Margin pressure ultimately sunk NexInnovations.
Dave MacDonald, the president and CEO of Softchoice, which acquired nearly all of NexInnovations assets for $10 million, said the company’s high costs was the main reason why the Mississauga, Ont.-based solution provider fell into financial difficulties.
“Their model was too expensive,” MacDonald said.
He said margin pressure caused NexInnovations to file for the Companies’ Creditors Arrangement Act (CCAA) protection in August of 2006.
MacDonald also learned that NexInnovations’ president and CEO Hubert Kelly went into CCAA protection for the second time with the intension of winding up the business.
“They were suffering from margin pressure. Their costs were too high for the margin they were getting and some of the customers were leaving because of the pressure they were under,” he said.
By contast, MacDonald said, Softchoice has a low cost infrastructure. “We have to maintain that and we have a power system that gets highly replicated services, which makes us lower in Canada except for CDW.”
“That is the key and you have to make sure you raise the bar on productivity to drive the bottom line,” he said.
This strategy was also one of the reasons why Softchoice did not acquire the break/fix portion of NexInnovations assets.
The entire team at Softchoice worked around the clock over this past weekend calling customers and integrating employees. MacDonald said that initial customer feedback was that they were glad Softchoice took responsibility for NexInnovations.
MacDonald said that he heard of NexInnovations troubles on Oct. 2. He called the receiver Rob Holmes of the Toronto firm Prowis the next day and a deal was done on Friday.
Softchoice crunches NexInnovations’numbers
Based on NexInnovations’ 12-month gross revenue of approximately $200 million, Softchoice believes the purchase will boost its shareholder value in 2008. Funding for the transaction will be come from Softchoice’s current credit facility.
“We have been growing our hardware business by 20 per cent and when you combine NexInnovations customers and the certifications, plus the people it puts us at a whole new level,” MacDonald said.
He said Softchoice is now in a great position to leverage the market faster.
Market analyst Michelle Warren of Info-Tech Research called Softchoice’s acquisition of NexInnovations’ technology solutions business a wonderful move.
“This decision will enable Softchoice to broaden their reach, including moving deeper into some accounts.”
“NexInnovations’ customers, who were shocked by the announcement last week,” Warren said, “can trust that, if they choose to work with Softchoice, that they are lucky.”
“The customers are the real winners with this announcement,” she added.

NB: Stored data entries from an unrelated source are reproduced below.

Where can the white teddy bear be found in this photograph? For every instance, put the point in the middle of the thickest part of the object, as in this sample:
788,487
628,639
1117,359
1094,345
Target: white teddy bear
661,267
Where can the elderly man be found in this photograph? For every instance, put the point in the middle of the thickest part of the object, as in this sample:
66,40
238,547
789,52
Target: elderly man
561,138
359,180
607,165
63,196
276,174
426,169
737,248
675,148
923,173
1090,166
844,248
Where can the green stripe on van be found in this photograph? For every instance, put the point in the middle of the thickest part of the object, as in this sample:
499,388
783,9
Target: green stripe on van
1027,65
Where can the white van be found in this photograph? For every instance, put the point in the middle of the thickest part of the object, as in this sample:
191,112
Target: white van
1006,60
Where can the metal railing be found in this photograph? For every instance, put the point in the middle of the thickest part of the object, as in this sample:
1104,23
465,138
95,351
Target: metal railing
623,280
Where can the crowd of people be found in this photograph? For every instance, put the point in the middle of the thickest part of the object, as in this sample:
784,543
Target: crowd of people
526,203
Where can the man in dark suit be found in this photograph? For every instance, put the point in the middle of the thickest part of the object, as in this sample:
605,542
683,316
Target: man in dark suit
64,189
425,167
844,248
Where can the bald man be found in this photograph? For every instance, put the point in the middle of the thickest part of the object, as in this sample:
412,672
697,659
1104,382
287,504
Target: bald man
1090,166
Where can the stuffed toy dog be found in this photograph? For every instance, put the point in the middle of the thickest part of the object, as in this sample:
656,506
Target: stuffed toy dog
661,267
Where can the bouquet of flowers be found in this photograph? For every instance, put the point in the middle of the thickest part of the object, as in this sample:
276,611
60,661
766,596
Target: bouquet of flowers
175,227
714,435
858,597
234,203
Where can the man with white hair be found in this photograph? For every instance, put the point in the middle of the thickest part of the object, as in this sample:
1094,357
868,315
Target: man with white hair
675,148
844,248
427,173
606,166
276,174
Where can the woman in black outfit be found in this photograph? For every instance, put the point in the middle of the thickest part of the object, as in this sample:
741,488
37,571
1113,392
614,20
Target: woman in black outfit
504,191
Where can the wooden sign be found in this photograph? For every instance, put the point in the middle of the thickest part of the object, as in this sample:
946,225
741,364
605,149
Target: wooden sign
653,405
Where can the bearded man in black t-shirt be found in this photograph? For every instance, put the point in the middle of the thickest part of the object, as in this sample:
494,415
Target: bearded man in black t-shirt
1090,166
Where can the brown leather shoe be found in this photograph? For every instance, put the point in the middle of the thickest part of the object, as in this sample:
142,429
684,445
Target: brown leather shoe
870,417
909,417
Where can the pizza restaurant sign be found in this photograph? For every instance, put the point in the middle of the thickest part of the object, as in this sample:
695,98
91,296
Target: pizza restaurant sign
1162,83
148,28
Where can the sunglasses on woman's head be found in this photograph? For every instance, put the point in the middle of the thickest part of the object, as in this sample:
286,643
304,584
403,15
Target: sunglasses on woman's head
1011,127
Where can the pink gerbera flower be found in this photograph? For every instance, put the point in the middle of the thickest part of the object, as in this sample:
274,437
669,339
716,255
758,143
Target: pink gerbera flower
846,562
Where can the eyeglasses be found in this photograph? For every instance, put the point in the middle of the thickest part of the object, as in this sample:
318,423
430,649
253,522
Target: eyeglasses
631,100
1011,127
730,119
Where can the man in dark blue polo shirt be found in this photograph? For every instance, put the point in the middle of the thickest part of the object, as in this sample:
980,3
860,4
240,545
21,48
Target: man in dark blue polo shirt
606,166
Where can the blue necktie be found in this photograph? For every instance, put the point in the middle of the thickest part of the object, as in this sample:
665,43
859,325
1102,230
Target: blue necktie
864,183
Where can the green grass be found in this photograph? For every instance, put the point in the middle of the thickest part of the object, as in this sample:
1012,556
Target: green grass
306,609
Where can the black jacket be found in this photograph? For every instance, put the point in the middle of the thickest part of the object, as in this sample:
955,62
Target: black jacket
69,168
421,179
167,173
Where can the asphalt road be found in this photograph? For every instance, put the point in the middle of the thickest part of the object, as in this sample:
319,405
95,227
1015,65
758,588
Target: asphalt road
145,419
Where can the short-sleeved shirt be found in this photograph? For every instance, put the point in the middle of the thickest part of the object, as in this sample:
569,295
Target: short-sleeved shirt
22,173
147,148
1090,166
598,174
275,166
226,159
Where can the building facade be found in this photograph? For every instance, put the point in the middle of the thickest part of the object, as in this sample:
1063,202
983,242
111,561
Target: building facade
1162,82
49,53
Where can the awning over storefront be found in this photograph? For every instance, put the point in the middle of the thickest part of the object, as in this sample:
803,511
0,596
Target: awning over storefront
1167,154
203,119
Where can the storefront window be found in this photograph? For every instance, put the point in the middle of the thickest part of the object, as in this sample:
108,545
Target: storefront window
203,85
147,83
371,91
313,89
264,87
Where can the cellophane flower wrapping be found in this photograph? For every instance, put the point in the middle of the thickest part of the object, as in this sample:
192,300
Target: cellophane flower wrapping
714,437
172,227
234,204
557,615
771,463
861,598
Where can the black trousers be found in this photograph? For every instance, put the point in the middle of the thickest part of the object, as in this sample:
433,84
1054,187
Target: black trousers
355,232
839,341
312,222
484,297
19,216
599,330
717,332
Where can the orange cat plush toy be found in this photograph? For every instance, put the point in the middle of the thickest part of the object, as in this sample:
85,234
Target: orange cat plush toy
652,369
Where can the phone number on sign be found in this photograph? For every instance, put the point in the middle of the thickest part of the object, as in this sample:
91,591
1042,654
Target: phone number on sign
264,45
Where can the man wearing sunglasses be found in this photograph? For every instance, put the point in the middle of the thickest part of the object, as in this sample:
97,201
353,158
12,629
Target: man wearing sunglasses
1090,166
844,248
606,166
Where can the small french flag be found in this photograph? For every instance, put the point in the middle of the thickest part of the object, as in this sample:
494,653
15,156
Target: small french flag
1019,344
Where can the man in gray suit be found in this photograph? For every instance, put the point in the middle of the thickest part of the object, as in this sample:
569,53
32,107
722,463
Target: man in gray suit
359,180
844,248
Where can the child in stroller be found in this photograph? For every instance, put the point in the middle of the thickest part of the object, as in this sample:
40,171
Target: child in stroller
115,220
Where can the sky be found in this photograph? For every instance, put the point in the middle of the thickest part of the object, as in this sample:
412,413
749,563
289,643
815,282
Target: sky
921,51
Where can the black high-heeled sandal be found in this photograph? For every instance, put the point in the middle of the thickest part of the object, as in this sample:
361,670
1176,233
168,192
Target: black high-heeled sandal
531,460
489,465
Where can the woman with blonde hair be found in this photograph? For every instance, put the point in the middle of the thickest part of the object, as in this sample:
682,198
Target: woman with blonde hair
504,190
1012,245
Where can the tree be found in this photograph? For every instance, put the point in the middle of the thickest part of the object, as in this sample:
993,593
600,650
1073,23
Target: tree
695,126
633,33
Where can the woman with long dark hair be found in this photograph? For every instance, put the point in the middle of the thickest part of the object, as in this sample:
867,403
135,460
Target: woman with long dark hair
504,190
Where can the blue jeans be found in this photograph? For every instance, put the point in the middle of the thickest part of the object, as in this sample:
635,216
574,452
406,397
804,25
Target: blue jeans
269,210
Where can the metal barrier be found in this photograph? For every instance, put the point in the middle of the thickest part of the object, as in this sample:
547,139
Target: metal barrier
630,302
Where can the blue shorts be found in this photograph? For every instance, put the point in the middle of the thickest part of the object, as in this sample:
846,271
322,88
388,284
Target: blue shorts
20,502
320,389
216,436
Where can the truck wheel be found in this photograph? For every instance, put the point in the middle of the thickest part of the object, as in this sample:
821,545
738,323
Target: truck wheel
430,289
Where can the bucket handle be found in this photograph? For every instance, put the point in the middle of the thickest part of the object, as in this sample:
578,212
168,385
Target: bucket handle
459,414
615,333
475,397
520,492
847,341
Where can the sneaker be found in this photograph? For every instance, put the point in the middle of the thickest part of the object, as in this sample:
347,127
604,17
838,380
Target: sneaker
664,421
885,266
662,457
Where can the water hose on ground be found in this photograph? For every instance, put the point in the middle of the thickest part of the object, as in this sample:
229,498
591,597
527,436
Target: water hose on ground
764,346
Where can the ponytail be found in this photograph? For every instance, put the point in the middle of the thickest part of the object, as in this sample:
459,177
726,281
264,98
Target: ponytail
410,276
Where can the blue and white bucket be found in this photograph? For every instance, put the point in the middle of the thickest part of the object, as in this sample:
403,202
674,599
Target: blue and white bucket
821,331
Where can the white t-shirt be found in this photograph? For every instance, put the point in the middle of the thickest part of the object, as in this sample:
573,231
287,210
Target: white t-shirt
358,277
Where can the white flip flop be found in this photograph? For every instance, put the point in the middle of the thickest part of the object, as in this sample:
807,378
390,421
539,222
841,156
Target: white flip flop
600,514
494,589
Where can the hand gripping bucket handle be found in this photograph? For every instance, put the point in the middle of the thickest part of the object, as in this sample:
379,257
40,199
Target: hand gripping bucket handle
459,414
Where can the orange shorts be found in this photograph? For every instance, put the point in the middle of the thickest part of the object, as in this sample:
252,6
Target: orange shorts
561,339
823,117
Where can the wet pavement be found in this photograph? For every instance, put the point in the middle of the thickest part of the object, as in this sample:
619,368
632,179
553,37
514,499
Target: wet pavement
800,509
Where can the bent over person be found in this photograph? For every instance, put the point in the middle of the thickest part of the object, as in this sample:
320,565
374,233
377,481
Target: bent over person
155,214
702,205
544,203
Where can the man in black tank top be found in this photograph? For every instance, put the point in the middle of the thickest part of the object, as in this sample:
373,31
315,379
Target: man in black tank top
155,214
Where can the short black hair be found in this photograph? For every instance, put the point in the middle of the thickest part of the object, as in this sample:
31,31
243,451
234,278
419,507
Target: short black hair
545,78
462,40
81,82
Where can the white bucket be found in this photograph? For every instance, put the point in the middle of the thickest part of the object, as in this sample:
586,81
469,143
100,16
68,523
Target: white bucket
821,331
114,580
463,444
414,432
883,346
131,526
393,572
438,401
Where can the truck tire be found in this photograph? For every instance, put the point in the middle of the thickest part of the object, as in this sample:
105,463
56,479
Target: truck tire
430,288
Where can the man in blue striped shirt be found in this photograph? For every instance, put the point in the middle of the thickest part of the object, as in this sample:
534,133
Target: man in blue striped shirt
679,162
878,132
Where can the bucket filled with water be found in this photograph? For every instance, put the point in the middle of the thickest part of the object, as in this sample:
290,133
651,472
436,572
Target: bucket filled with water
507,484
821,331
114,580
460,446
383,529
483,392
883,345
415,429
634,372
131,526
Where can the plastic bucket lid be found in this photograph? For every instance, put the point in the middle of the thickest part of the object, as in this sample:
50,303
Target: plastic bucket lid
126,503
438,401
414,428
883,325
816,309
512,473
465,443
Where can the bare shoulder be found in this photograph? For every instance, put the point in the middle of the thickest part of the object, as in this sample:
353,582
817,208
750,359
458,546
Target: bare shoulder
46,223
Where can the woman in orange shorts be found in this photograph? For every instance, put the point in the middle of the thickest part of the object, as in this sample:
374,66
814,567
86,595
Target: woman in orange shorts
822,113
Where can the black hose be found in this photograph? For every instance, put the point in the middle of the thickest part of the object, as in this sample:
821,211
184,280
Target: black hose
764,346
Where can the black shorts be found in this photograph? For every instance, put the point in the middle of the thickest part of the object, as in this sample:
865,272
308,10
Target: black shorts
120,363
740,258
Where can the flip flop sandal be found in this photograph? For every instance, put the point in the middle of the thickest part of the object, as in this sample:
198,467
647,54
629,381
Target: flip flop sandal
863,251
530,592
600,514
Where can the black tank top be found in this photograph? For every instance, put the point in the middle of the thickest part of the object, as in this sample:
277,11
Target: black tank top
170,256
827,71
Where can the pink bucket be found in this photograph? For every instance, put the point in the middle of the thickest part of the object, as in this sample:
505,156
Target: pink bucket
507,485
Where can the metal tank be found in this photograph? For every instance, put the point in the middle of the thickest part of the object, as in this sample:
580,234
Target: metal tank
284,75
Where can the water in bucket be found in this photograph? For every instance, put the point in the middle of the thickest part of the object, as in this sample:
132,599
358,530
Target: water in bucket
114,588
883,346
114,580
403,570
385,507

MacDonald agrees that the NexInnovations fall out will increase the channel’s overall bottom line. But one of the reasons why he chose to acquire the assets, rather than wait for disgruntled customers to approach Softchoice, is that it enables his company to control the customer contact, the supply chain, the order management system, and the onsite capabilities.
“We are now the incumbent,” MacDonald said.
He expects between 150 to 200 former NexInnovations employees to join the fold. Softchoice will be maintaining NexInnovations Mississauga-headquarters so as to not inconvenience employees.
“By default NexInnovations employees will come to Softchoice while everyone on the street is trying to take them. We are confident in taking on NexInnovations’ customers and helping them grow. And, more importantly, we want to help the employees grow in their careers.”
Softchoice does not have to honour NexInnovations deal with Tech Data to be exclusive with them. However, MacDonald said there are specific customer capabilities where they will use Tech Data’s supply chain.